Reputation: 443
I have a camera that adds new files to my AWS S3 bucket every hour, except when it doesn't. For rapid trouble-shooting, I'd like to be able to find (either list or view) the most recent file in the S3 folder. Or list all of the files since a particular date/time. FWIW, the file names are made up of UNIX epoch date stamps, so I could look for file names that contain a number bigger than, say 161315000.
The only solution I have so far is making a listing of all of the files, piped to a text file, which I can then parse. This takes too long...I have tens of thousands of files.
I'd be happy to use AWS CLI, s3cmd, Boto... whatever works.
Upvotes: 3
Views: 10925
Reputation: 269284
Rather than using the filename ("Key"), you could simply use the LastModified
date that S3 automatically attaches when an object is created.

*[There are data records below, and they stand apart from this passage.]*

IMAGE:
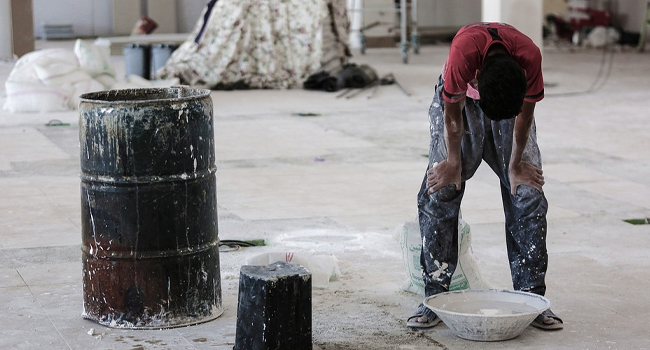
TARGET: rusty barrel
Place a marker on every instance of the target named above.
(150, 249)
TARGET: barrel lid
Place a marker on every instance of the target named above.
(173, 94)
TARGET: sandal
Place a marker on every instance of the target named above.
(547, 320)
(423, 311)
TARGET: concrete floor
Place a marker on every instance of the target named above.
(341, 183)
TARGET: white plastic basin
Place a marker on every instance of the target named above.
(487, 314)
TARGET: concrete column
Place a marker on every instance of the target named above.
(525, 15)
(6, 49)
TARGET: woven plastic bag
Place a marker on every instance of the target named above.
(467, 274)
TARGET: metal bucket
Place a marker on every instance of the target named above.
(149, 208)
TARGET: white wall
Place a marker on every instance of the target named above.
(6, 48)
(525, 15)
(88, 17)
(630, 14)
(445, 13)
(188, 13)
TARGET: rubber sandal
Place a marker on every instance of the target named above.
(423, 311)
(548, 321)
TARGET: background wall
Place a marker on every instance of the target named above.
(95, 17)
(88, 17)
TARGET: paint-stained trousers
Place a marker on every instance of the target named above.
(525, 213)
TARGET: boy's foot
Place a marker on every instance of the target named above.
(547, 320)
(423, 318)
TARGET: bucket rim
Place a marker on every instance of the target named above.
(104, 97)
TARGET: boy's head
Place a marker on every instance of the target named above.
(502, 86)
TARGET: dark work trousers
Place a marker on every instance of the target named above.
(525, 213)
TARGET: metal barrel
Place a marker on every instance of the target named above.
(150, 249)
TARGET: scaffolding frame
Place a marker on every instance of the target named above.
(407, 24)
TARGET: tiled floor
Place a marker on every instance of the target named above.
(341, 183)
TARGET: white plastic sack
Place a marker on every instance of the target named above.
(323, 268)
(95, 58)
(467, 274)
(51, 80)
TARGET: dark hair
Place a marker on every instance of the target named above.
(502, 86)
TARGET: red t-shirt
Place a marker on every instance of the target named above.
(468, 50)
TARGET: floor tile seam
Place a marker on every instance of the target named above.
(44, 312)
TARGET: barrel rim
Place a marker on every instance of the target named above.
(93, 97)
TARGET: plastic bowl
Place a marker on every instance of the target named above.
(487, 314)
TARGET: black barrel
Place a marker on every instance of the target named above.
(150, 249)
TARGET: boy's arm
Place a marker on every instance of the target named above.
(522, 172)
(448, 172)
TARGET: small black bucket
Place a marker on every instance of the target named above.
(149, 208)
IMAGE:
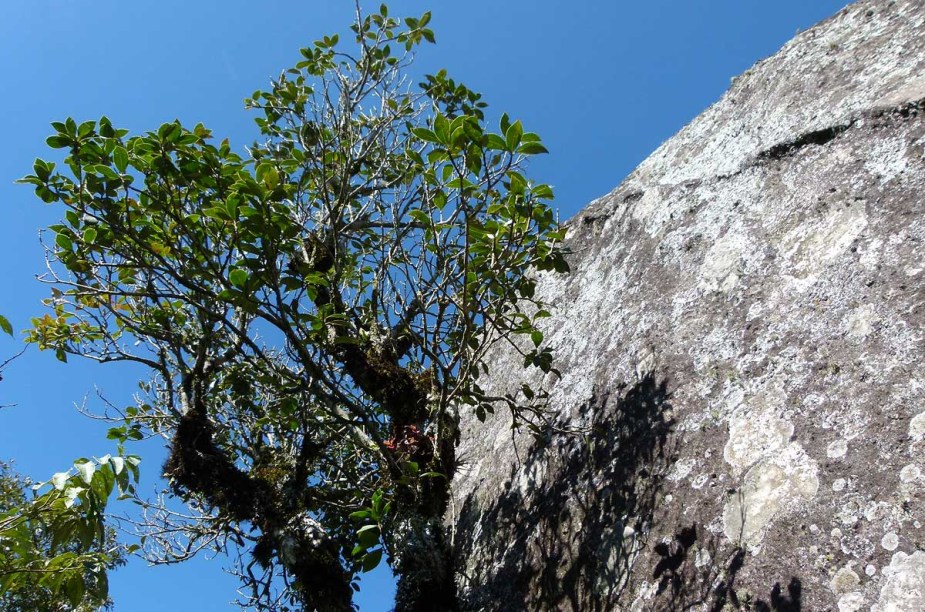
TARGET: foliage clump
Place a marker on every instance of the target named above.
(315, 313)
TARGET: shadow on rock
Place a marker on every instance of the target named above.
(576, 512)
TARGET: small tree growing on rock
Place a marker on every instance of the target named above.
(315, 314)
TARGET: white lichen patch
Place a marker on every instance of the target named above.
(753, 436)
(910, 474)
(890, 541)
(788, 479)
(904, 588)
(860, 322)
(845, 580)
(681, 469)
(810, 248)
(720, 268)
(917, 427)
(851, 602)
(837, 449)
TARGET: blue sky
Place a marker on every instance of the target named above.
(603, 82)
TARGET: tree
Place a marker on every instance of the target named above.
(315, 314)
(55, 548)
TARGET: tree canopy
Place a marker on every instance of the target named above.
(315, 312)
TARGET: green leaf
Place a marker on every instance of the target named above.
(238, 277)
(86, 470)
(531, 148)
(120, 159)
(368, 536)
(5, 325)
(371, 560)
(58, 142)
(512, 135)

To list the most-recent object based on this date, you could use:
aws s3api list-objects --bucket my-bucket --query 'sort_by(Contents, &LastModified)[-1].Key' --output text
To list objects since a given date (in UTC timezone, I suspect):
aws s3api list-objects --bucket my-bucket --query "Contents[?LastModified>='2021-01-29'].[Key]" --output text
If you wish to do it via Python, you will need to retrieve a list of ALL objects, then you could parse either the object key or LastModified date.
Upvotes: 9
Reputation: 8435
That's something you can't do with S3 alone, as S3 isn't a file system, but an object store. As such it's optimized for large amounts of objects, not for rapid listing.
If you have control over the format of the object keys, you could prefix them with the current date (like 2021/02/11/161315000
). That'd make it easy to find the latest object if you're looking for them only manually for debugging purposes.
If changing the format of the object keys isn't an option, you have to resort to more complex options.
While there exist S3 inventory reports, which do provide a listing of all objects and their last modified time, that's probably something which doesn't work for you either, as those reports get only generated once per day and might not include recently added objects.
An alternative, which might fit better for your use case, would be to utilize S3 event notifications for newly created objects to trigger an AWS Lambda function. This AWS Lambda function could then store the S3 key of the last modified object somewhere (like logging it to Amazon CloudWatch where you could simply check the latest log records for the most recently created S3 object).
Upvotes: 4